Antes de eso, los primeros años fueron de films propios, ciertamente autoproducidos y muchos de ellos dirigidos junto a Carmen Guarini, su compañera de años y socia hasta el final. Ambos fundaron por entonces la productora Cine-Ojo, que se convertiría en la más constante, prolífica, longeva e innovadora del campo documental. Integrada por cortos, medios y largometrajes, la obra del dúo Guarini-Céspedes alterna films sociales en la línea de Fernando Birri (Los totos, 1983, Por una tierra nuestra, 1985, Crónicas villeras, 1988, y La noche eterna, 1991) con otros resueltamente políticos, como A los compañeros la libertad (1987), La voz de los pañuelos (1992) y Jaime de Nevares: último viaje, (1995). En todos ellos Céspedes y Guarini adscribieron a la línea documental que se conoce como “cine directo”, que aborda lo real “tal como es”, en tiempo presente, renegando de la pretensión de omnisciencia de la voice-over, la mirada totalizadora y la revisión de grandes hechos, extendidos en el tiempo.

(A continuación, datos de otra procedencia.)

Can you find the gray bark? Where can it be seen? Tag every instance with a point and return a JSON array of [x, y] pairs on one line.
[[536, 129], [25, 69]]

En los films sociales, que abordan la realidad de la gente más humilde (niños que pasan más tiempo en la calle que en la escuela en el caso de Los totos, ocupantes de tierras fiscales en la profética Por una tierra nuestra, habitantes de barrios carenciados en Buenos Aires, crónicas villeras, pauperizados mineros del carbón en La noche eterna), la relación con los protagonistas es de igual a igual, sin miserabilismos y permitiéndoles expresarse ante cámara con asombrosa naturalidad. Algo semejante sucede en películas posteriores, como Tinta roja (1998) e H.I.J.O.S.: El alma en dos (2002). En ambos casos el recorte de realidad practicado por el dúo hace ingresar en campo fenómenos aún más particulares, como pueden serlo la sección Policiales del diario Crónica en Tinta roja y la construcción cotidiana de la agrupación homónima de hijos de desaparecidos en H.I.J.O.S., el alma en dos. Estos films heredan el antecedente de Hospital Borda… un llamado a la razón (1986), cuya sensación de “vivo” es tal, que da la impresión de que Céspedes y Guarini decidieron investigar el deterioro del hospital nacional de salud mental esa misma mañana y se lanzaron a hacerlo intempestivamente, cámara en mano y ojo avizor.
Aún más audaces fueron algunos de sus pasos postreros, ya en solitario, como autor de la idea y productor de Pulqui, un instante en la patria de la felicidad (A. F. Mouján, 2007) y codirector de La ballena va llena (2014). Ambas llevaron las fronteras del cine de no ficción hasta zonas en las que lo documental pasaba por filmar acontecimientos que no eran parte de una realidad preexistente, sino generados por los propios autores. La reconstrucción a escala del “avión peronista” en el primer caso, como forma de re-presentar (volver a hacer presente) la quimera de un pasado pisoteado. En el segundo, con el diseño de una nave que debía transmutar a migrantes de los países del Tercer Mundo en obras artísticas, como forma de hacerlos entrar de contrabando en Europa. Obra del colectivo quimérico Estrella de Oriente, La ballena va llena --documental dadaísta, político y picaresco-- es un ovni absoluto, aquí y en el resto del mundo.